Besides, AstroTurf is not the real thing: it is artificial, it is high-maintenance, it is not beautiful and the entrance to our Buckingham Palace should not be through Wembley. Incidentally, the president has not cut any sod for this project, which I find strange, given that he, Nii Kwaku Ablade Okogyeaman, is a true son of the soil. Could he have forgotten to cut the sod in his own backyard?

What we really need is an innovative greening of the area to blend in with the environment. To achieve this, and find a more imaginative use for the space, the government should rather partner a civic society organisation.

Sane models of sanitation

Now that the US elections have been won or lost, amid all the controversy, I hear some men of the cloth or God trying to predict the outcome of the elections in Ghana on the basis of the results in America. I fail to see the similarities which might trigger these predictions, because neither President Akufo-Addo nor Mr Mahama looks anything like Donald Trump. America is also highly polarised along racial lines and according to voting patterns.

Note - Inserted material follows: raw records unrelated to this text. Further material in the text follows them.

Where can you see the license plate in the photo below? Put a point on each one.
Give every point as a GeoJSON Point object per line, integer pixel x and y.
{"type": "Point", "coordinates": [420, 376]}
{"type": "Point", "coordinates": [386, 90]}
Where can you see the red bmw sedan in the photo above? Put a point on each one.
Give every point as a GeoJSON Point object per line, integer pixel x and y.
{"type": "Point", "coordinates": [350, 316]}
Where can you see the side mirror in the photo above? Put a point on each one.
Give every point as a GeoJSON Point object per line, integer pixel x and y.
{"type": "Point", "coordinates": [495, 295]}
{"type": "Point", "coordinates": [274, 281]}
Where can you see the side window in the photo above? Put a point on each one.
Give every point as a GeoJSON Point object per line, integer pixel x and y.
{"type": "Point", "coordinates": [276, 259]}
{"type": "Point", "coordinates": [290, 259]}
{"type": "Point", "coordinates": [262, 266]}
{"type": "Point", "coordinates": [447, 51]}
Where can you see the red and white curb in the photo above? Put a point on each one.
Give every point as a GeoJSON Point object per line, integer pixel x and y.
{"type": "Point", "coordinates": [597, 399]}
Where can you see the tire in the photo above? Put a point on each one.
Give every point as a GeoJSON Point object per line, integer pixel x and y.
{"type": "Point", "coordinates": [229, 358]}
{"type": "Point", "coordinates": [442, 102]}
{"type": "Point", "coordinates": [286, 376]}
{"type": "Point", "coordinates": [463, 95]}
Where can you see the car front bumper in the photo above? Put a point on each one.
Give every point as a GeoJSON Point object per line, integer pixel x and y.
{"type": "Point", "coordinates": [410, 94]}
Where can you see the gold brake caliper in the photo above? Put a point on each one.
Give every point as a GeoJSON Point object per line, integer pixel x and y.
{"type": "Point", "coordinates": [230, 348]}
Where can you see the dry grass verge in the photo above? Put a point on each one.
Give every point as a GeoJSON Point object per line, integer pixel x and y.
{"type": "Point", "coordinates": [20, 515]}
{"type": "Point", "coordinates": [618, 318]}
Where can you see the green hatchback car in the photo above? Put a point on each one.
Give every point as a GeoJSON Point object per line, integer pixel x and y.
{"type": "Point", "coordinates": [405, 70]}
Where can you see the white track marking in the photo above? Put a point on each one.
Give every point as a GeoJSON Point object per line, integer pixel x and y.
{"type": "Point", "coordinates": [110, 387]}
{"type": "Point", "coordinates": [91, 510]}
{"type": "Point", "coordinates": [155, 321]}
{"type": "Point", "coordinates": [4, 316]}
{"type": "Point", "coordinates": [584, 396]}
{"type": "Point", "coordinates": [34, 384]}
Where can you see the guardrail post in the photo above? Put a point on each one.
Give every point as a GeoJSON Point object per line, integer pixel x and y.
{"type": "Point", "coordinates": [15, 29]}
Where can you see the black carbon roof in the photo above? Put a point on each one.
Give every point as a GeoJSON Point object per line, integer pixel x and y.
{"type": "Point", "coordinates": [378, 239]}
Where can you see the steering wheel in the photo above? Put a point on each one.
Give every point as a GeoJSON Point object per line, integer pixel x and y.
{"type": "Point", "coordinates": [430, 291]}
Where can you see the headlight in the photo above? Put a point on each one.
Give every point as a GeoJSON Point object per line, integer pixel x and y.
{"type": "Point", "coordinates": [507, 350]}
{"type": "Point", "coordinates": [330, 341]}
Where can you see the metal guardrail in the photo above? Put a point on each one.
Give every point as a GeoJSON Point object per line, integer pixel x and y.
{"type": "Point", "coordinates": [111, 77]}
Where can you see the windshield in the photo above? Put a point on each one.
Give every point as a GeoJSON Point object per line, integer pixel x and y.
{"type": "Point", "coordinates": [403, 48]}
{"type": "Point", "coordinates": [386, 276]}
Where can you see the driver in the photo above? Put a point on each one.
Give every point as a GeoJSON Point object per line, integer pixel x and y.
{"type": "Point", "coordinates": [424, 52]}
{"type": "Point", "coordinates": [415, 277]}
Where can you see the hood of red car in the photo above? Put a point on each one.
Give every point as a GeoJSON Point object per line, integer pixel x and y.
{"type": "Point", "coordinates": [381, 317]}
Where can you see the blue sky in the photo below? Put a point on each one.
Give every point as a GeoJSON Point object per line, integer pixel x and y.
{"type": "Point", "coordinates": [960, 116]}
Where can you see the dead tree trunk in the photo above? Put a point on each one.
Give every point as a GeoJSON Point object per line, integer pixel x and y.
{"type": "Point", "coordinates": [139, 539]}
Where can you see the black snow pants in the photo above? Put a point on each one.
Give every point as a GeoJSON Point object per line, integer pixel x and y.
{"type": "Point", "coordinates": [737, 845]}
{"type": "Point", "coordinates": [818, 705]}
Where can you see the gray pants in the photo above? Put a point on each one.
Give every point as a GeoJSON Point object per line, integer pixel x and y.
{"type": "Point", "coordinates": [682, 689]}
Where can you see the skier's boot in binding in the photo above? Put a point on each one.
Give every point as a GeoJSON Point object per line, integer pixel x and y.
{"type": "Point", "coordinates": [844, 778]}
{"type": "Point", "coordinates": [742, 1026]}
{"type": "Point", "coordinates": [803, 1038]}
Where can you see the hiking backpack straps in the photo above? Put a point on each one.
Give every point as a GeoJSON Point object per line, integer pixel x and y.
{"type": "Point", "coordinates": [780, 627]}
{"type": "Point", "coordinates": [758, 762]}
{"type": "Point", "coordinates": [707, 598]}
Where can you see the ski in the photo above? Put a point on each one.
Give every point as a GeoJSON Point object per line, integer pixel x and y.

Trump certainly used this to his advantage to garner almost half the votes cast, so there must be a large number of voters in America who agree with him that African countries are “s***hole” countries.

I have not heard of any US president waking up with the intention of going to cut the sod for a lavatory anywhere. And I am sure that if they did will be using some higher-tech way to do it, maybe with a JCB or some computer-aided implement, and certainly not with shovel and spade. I know that if they were to commission projects it would be something more sophisticated – a spaceship or something like that – running into the trillions of dollars, and not a public toilet.

But seriously, after all these ground-breaking ceremonies to start construction work, when shall we see our politicians, scissors in hand, ready to cut the ribbon to unveil the completed project or to pull at the curtain over the plaque showing who opened the facility when it was finished? If you ask me, I think that is much easier than wielding a shovel or pickaxe to cut the sod.

Let us be imaginative in giving the people what they want for their vote; but please, no AstroTurf. If we must stop open defecation, then, by all means, continue to build public lavatory. But as my collaborator-in-chief Allotey has been telling me, “Kɛ ale bo ale bo, djɛmɛɛ tiafi.

November 2020, Croydon

Ade Sawyerr

Owula Ade Sawyerr is a writer, social activist and founder partner of Equinox Consulting, which works to develop inner-city and minority communities in Britain. He comments on economic, political and social affairs and is a past chairman of the UK branch of the Convention People’s Party.